Page 2 of 2 | Previous page
Fabius Maximus:
May 25th, 2007 at 2:41 am
Astonishing that the meaning of risk and uncertainty remains unclear to so many professionals for whom the distinction is vital.
The distinction is old. Modern analytical treatment perhaps starts with Frank H. Knight’s 1921 treatise “Risk, Uncertainty and Profit.”
The most widely know definitions are those of John Maynard Keynes:
“By `uncertain’ knowledge, let me explain, I do not mean merely to distinguish what is known for certain from what is only probable.
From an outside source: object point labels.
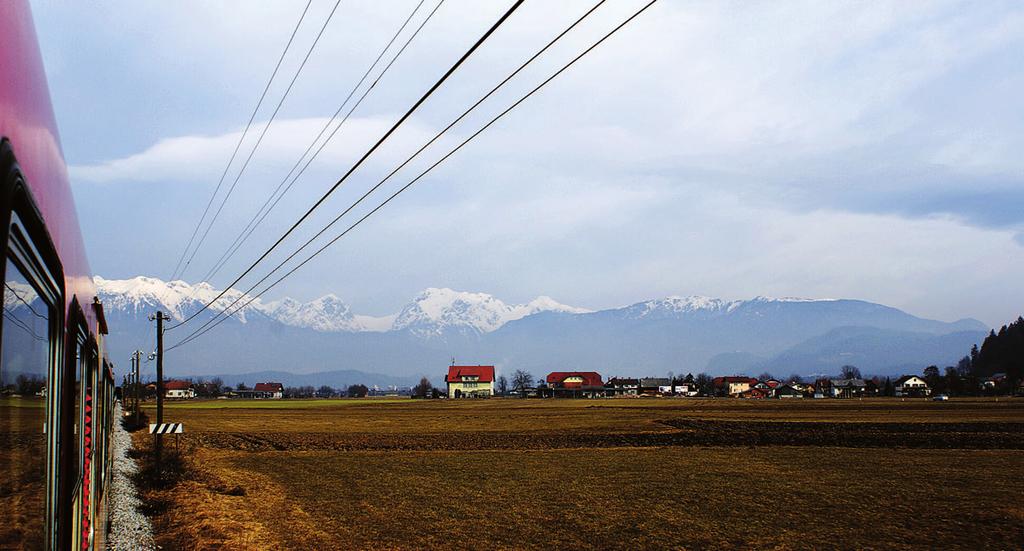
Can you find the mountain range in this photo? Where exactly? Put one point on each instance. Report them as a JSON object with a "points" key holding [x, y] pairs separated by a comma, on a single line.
{"points": [[324, 340]]}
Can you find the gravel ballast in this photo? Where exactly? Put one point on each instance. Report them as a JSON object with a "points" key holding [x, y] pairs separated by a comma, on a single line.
{"points": [[130, 530]]}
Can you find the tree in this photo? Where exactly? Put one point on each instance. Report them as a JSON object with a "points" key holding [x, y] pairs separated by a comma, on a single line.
{"points": [[521, 380], [423, 389], [952, 381], [357, 391], [849, 372], [706, 384]]}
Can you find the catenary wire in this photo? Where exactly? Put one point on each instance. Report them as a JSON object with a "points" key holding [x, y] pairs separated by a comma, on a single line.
{"points": [[423, 147], [241, 139], [266, 127], [260, 215], [201, 331], [387, 134]]}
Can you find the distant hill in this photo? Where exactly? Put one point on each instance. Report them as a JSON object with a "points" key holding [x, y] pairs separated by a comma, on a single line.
{"points": [[679, 334]]}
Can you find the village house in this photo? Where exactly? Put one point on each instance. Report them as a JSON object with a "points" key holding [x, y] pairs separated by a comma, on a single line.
{"points": [[262, 391], [911, 386], [732, 386], [847, 388], [179, 390], [787, 391], [655, 386], [470, 381], [757, 392], [685, 388], [624, 387], [268, 390], [574, 384]]}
The game of roulette is not subject, in this sense, to uncertainty…The sense in which I am using the term is that in which the prospect of a European war is uncertain, or the price of copper and the rate of interest twenty years hence…About these matters there is no scientific basis on which to form any calculable probability whatever. We simply do not know.”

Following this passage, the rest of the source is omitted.